Esse avanço evidencia uma transformação que vai além das estatísticas: reflete o surgimento de novas formas de ocupação. O BC aponta que a maioria dos trabalhadores veio de fora da força de trabalho, ou seja, não houve substituição de empregos formais, mas sim a criação de oportunidades antes inexistentes. Em um país marcado por desigualdade e altos índices de informalidade, esse movimento é relevante: insere profissionais na economia, oferecendo flexibilidade e renda, especialmente para aqueles que enfrentam barreiras de entrada no mercado tradicional.
Apesar da expansão acelerada, a participação desses trabalhadores ainda é relativamente pequena: 2,1% da população ocupada e 1,2% da população em idade de trabalhar. Esse dado sugere que, embora o impacto seja significativo, há espaço para crescimento e consolidação do setor. As plataformas digitais podem ampliar sua penetração, não apenas como alternativa de renda, mas como componente estratégico da economia, integrando serviços e consumo em um modelo digitalizado que dialoga com a vida cotidiana. E o final deste ano promete agitar o setor com a chegada de novos players e a volta da 99Food vindo a todo vapor.
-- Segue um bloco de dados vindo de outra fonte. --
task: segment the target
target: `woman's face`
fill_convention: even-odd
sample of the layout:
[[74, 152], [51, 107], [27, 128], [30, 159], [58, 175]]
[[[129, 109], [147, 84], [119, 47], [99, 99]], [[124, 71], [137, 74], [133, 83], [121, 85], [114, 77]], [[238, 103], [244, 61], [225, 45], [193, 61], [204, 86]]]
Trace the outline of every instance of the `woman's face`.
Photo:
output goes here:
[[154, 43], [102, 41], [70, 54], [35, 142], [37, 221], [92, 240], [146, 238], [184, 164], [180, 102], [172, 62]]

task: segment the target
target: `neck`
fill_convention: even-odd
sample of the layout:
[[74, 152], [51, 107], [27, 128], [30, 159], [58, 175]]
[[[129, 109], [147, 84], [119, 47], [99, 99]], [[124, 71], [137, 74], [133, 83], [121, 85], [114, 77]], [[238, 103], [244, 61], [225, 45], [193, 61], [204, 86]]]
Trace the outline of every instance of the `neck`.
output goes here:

Outro ponto relevante é o efeito sobre o consumo e a inflação. O IBGE já incorpora serviços de transporte por aplicativo no cálculo do IPCA, com participação de 0,3% em agosto, próxima ao peso de passagens aéreas. Isso demonstra que essas plataformas não são apenas geradoras de emprego, mas também elementos estruturais da economia, com influência direta sobre padrões de consumo e preços. O trabalho por aplicativos conecta-se à rotina de milhões de brasileiros, tornando-se parte essencial do funcionamento do dia a dia e da cadeia econômica.
No entanto, o crescimento do setor também levanta questões sobre direitos trabalhistas, proteção social e segurança. A flexibilidade, embora atraente, muitas vezes vem acompanhada da ausência de benefícios formais, estabilidade e proteção previdenciária. Por isso, a expansão das plataformas digitais precisa ser acompanhada de políticas públicas e regulamentações que garantam equilíbrio entre inovação, geração de renda e proteção ao trabalhador.
A transformação do mercado de trabalho pelo avanço das plataformas digitais evidencia uma tendência global: a economia digital não apenas cria novos empregos, mas redefine o próprio conceito de trabalho. Para o Brasil, o desafio será aproveitar esse potencial integrando inovação, inclusão e sustentabilidade social. O crescimento dos apps mostra que é possível gerar ocupação e estimular o consumo de forma simultânea, mas é fundamental conduzir essa revolução de forma estruturada, garantindo que os benefícios alcancem trabalhadores e consumidores.
No futuro próximo, o mercado brasileiro tende a se tornar ainda mais digital e flexível. A consolidação dessas novas formas de trabalho será um dos elementos centrais da economia – e a grande questão é como equilibrar inovação e proteção social para que o avanço das plataformas digitais se traduza em desenvolvimento sustentável e inclusivo.